In all my writing courses, there are two pieces of advice that bubble up again and again:
show, don’t tell, and
kill your little darlings.
The first piece of advice is exactly what it says: as a writer, I need to show you, through rich descriptive writing, an emotion, a scene, an event. I should not list off the physical characteristics of a person or tell you my emotional response – I should show you.
I poured my tea. The sound was surprising.
I heard the tea pouring into the cup, filling the silence of the house. I had made a thousand cups, but that was the first time I noticed the auditory beauty of the ritual. I smelled the mint of the tea blend and was mesmerized by the spin and whirl of hot water into a cup, like an eddy in a pool of still water.
(Hopefully you ‘saw’ the tea more clearly in the second example.)
The second piece of advice sounds a bit like a call to action against someone we love – kill your little darlings. As a matter of fact, the first person giving this writing advice stated it even more violently:
If you here require a practical rule of me, I will present you with this: ‘Whenever you feel an impulse to perpetrate a piece of exceptionally fine writing, obey it—whole-heartedly—and delete it before sending your manuscript to press. Murder your darlings. (Cornish writer Sir Arthur Quiller-Couch, pen-name Q)

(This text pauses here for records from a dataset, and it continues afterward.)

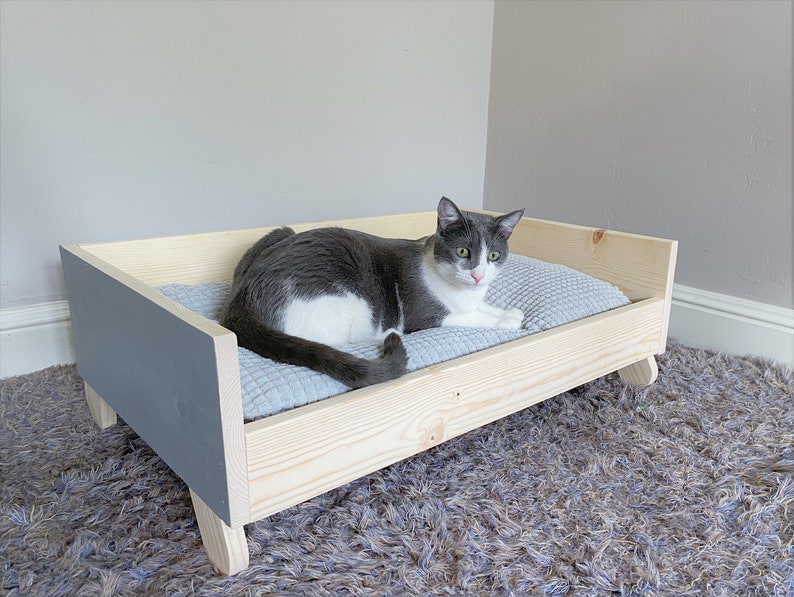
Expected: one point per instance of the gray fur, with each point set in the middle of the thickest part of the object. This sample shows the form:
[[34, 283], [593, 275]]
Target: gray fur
[[387, 273]]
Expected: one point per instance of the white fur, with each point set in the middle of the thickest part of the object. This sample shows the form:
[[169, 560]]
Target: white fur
[[332, 320]]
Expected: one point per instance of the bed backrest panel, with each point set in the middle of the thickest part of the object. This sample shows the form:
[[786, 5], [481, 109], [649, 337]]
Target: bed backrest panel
[[195, 258], [172, 375]]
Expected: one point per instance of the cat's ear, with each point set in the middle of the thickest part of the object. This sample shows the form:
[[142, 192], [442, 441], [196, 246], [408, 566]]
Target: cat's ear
[[509, 221], [448, 214]]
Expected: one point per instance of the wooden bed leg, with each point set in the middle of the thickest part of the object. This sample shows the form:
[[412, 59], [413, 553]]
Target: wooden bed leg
[[226, 547], [103, 415], [641, 373]]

Stephen King, being Stephen King, states, “…kill your darlings, kill your darlings, even when it breaks your egocentric little scribbler’s heart, kill your darlings.” Kill three times in a sentence is rather severe.
But what the heck are one’s “darlings”?
When writing, often in early drafts, there can be some really brilliant phrases or single words that come out of one’s brain, through our bodies and on to the page. And we are convinced, completely and utterly, that our work will be diminished without those words.
Judith Claire Mitchell, author of Reunion of Ghosts, sadly parted with a self-description her main character used, stating she was “negligible as an eyelash”. Mitchell was deeply saddened by the loss of these four words, but less so when she saw another writer use them. In the end, her darlings were apparently not so darling.
Now, four words, not such a big deal, maybe. Perhaps. But some people ‘kill’ entire pages, entire bits of stories, entire characters, settings, etc. Because for whatever reason, those pieces of writing simply do not work in the larger piece.
One of my instructors equated the idea of having to make these type of choices to knitting. You have knitted a beautiful sweater and proudly show it to a friend. The friend admires the work and all the fine stitches. But then, the friend points out how the neon green is gorgeous, but it doesn’t seem to go with the rest of the overall piece.
Knitting means unravelling all the work after that neon green section and reworking the sweater. Often, taking something out of a piece of writing is the same: the writer Marian Palaia (The Given World) tells of having to not only cut a few words, but a third of her first draft, including a main character, Cam. The ultimate kicker is that the first word of the novel at that point was “Cam”.
That certainly would be a large chunk of unravelling.
Sometimes little darlings are truly ‘little’ – a word or phrase here or there. But when you have fallen in love with the sound of those words or phrases, it feels impossible to imagine your story without them.
There is a solution – and that is also something I hear with each class I take. Create a file for your ‘little darlings’ – whether they are words, or phrases, or entire stories. And kill them for the sake of your story.
A better analogy might be that you are engaging in literary cryogenics – merely putting them on ice until the right environment comes along to resuscitate them.
I have a file of little darlings – and big darlings. Stories and paragraphs, sentences and words. They lie awaiting the day when they too can shine.